TeX needs to know where to find the `texinfo.tex' file that you have told it to input with the `\input texinfo' command at the beginning of the first line. The `texinfo.tex' file tells TeX how to handle @-commands. (`texinfo.tex' is included in the standard GNU distributions.)

Usually, the `texinfo.tex' file is put in the default directory that contains TeX macros (the `/usr/lib/tex/macros' directory) when GNU Emacs or other GNU software is installed. In this case, TeX will find the file and you do not need to do anything special. Alternatively, you can put `texinfo.tex' in the directory in which the Texinfo source file is located, and TeX will find it there.
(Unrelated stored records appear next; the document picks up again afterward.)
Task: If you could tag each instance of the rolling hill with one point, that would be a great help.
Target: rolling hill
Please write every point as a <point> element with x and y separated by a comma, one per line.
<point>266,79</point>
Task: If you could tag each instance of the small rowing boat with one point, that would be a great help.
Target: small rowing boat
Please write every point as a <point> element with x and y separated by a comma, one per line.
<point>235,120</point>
However, you may want to specify the location of the `\input` file yourself. One way to do this is to write the complete path for the file after the `\input` command. Another way is to set the `TEXINPUTS` environment variable in your `.cshrc' or `.profile' file. The `TEXINPUTS` environment variable will tell TeX where to find the `texinfo.tex' file and any other file that you might want TeX to use.
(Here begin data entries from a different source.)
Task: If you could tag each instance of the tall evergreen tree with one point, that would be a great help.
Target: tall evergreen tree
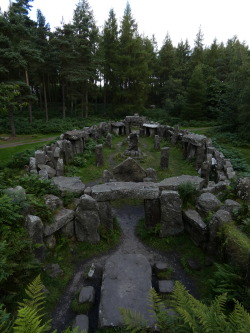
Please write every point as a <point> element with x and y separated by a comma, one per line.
<point>133,67</point>
<point>109,52</point>
<point>196,96</point>
<point>86,44</point>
Whether you use a `.cshrc' or `.profile' file depends on whether you use `csh`, `sh`, or `bash` for your shell command interpreter. When you use `csh`, it looks to the `.cshrc' file for initialization information, and when you use `sh` or `bash`, it looks to the `.profile' file.

In a `.cshrc' file, you could use the following `csh` command sequence:

```setenv TEXINPUTS .:/usr/me/mylib:/usr/lib/tex/macros
```

In a `.profile' file, you could use the following `sh` command sequence:

```TEXINPUTS=.:/usr/me/mylib:/usr/lib/tex/macros
export TEXINPUTS
```

This would cause TeX to look for `\input' file first in the current directory, indicated by the `.', then in a hypothetical user's `me/mylib' directory, and finally in the system library.